From May 2000 to January 2003, Giménez served as city manager of Miami proper, appointed by then mayor Joe Carollo, to replace incumbent Donald Warshaw. In 2004, he was elected as a Miami-Dade County Commissioner for the county's 7th district, beating former Mayor of Miami Xavier Suarez. His district included Miami proper, the Village of Key Biscayne, Coral Gables, South Miami, Kendall, and Pinecrest.
Giménez was elected mayor of the metropolitan government of Miami-Dade County, Florida on June 28, 2011, in the 2011 Miami-Dade County mayoral special election. Incumbent mayor Carlos Alvarez had been recalled in one of the largest recall elections of a municipal official in U.S. history. No candidate got over 50% of the popular vote in the first round, so a runoff election was held. Giménez won the runoff with 51% of the vote to Julio Robaina's 49%.
During his 2011 campaign, Giménez promised that if elected, he would cut his own salary. After he was elected, he kept this promise, cutting his own salary and benefits by 50%.
Giménez was reelected in the 2012 Miami-Dade County mayoral election with 54% of the vote against multiple candidates and again in 2016 with 56% of the vote against school board member Raquel Regalado.
In 2017, President Donald Trump signed an executive order targeting "sanctuary" jurisdictions that limited or refused to cooperate with federal immigration authorities, ordering a review of their access to federal funding. Miami-Dade received a letter from the administration that the county had been flagged as a sanctuary jurisdiction. Giménez then ordered the director of his corrections department to begin honoring all requests by Immigration and Customs Enforcement (ICE). The Miami Dade County Board of Commissioners formally codified his order by a 9 to 3 vote. The Department of Justice later confirmed the county was no longer flagged as a sanctuary jurisdiction. In December 2018, the Florida Third District Court of Appeal dismissed a lawsuit filed in state court challenging the county's detention policy.

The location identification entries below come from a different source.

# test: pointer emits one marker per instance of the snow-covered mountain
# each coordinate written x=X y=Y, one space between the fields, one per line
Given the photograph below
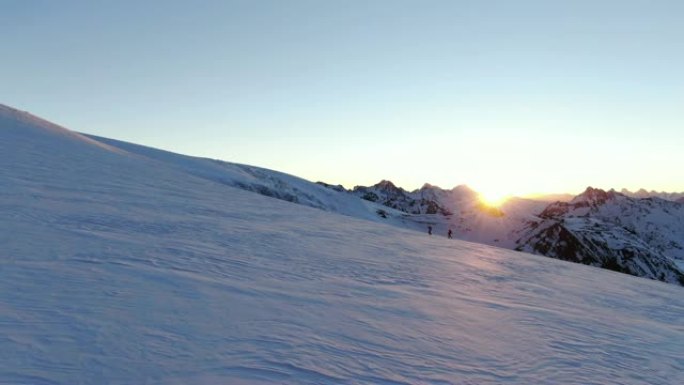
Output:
x=459 y=209
x=118 y=267
x=643 y=193
x=642 y=237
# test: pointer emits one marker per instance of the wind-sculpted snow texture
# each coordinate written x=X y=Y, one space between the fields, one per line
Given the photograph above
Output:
x=642 y=237
x=118 y=269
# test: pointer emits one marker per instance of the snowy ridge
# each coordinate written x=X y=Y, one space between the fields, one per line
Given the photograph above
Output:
x=118 y=268
x=643 y=193
x=642 y=237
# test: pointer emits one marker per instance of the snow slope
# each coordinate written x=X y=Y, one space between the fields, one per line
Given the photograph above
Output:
x=118 y=269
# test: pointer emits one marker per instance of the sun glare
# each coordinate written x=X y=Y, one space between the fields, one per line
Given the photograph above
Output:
x=493 y=198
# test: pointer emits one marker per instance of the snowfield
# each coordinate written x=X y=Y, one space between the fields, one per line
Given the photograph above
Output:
x=116 y=268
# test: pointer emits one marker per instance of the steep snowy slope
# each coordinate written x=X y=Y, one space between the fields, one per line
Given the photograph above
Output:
x=642 y=237
x=643 y=193
x=266 y=182
x=118 y=269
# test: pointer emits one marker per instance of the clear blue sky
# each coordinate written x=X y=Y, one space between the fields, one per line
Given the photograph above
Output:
x=507 y=96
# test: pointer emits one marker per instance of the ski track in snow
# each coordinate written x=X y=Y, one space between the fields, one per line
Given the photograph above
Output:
x=119 y=270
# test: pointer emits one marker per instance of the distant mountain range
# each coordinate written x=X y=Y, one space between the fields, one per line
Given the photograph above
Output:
x=639 y=233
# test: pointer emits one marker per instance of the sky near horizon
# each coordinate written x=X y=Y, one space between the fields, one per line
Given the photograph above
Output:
x=509 y=97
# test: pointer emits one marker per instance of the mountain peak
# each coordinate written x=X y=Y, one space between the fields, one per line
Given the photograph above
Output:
x=594 y=196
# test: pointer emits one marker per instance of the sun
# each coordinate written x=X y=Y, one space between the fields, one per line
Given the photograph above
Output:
x=493 y=198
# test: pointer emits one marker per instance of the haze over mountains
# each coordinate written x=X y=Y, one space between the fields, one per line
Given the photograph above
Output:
x=611 y=235
x=125 y=264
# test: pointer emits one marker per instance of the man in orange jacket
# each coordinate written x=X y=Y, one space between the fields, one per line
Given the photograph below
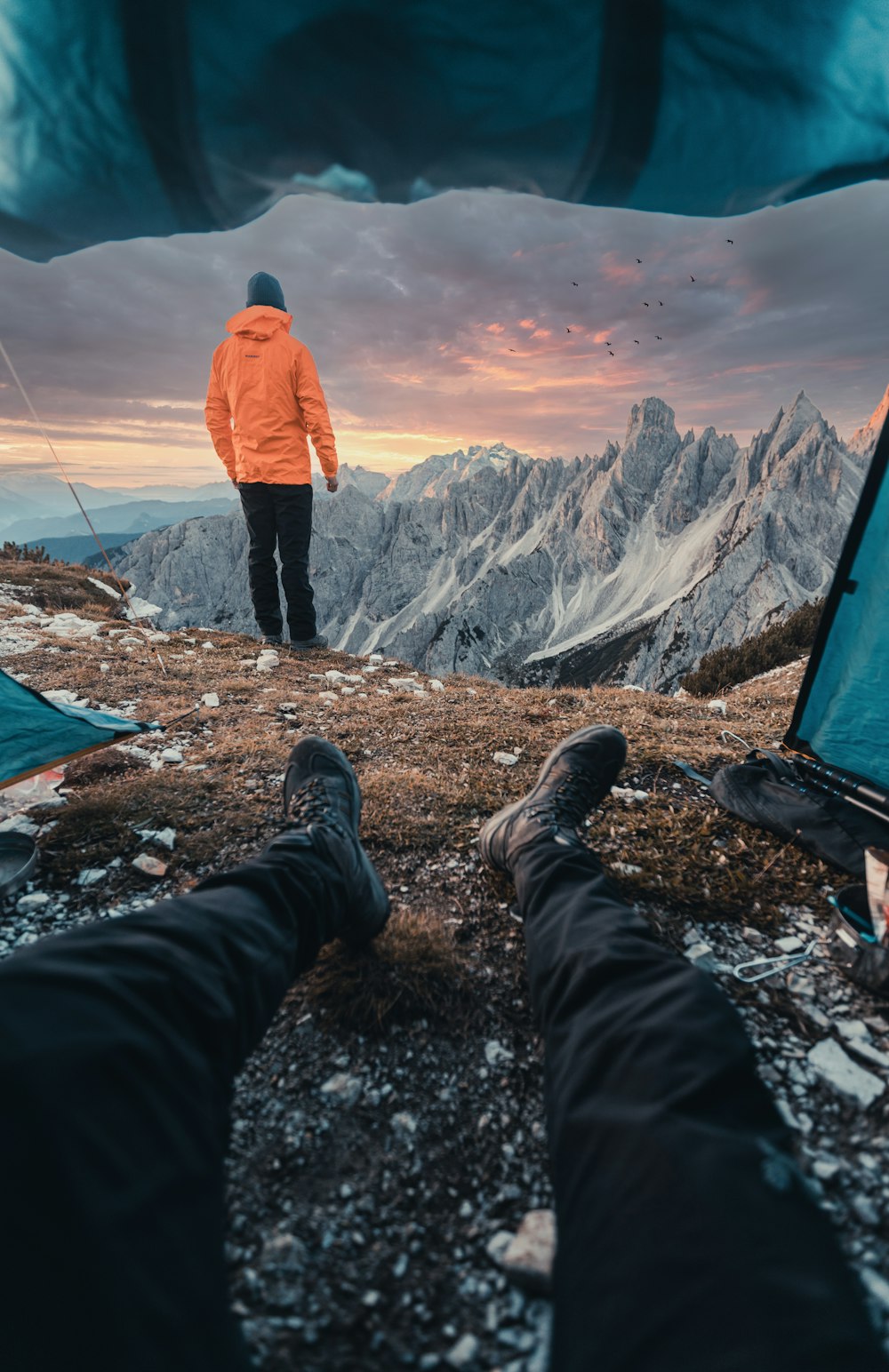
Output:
x=267 y=383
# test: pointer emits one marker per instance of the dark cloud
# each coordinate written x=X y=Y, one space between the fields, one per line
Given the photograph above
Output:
x=412 y=315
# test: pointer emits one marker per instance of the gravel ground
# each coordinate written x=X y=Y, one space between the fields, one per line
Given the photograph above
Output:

In the lead-up to the 2020 election, which took place during the COVID-19 pandemic, Giménez limited the number of ballot drop locations. His office sent mail-in ballots to voters later than required by state law.
Before the 2020 election, the Miami Heat sought to make AmericanAirlines Arena the early voting site for downtown Miami. In the wake of the murder of George Floyd, the NBA had sought to "channel demands for social justice into a voting drive by turning arenas into polling places." The city was close to signing an agreement with the Heat that included a ban on political advertising in the arena while voting was underway. Giménez intervened and the city ultimately selected the Phillip and Patricia Frost Museum of Science, a previous longtime polling location, as Miami's early voting location, citing its proximity to a Metromover station as well as access to ground-level parking. The Frost Museum site was smaller than the arena and elections staff had not mentioned it on a draft list of 33 early voting sites that the staff worked on to prepare safe voting during a pandemic.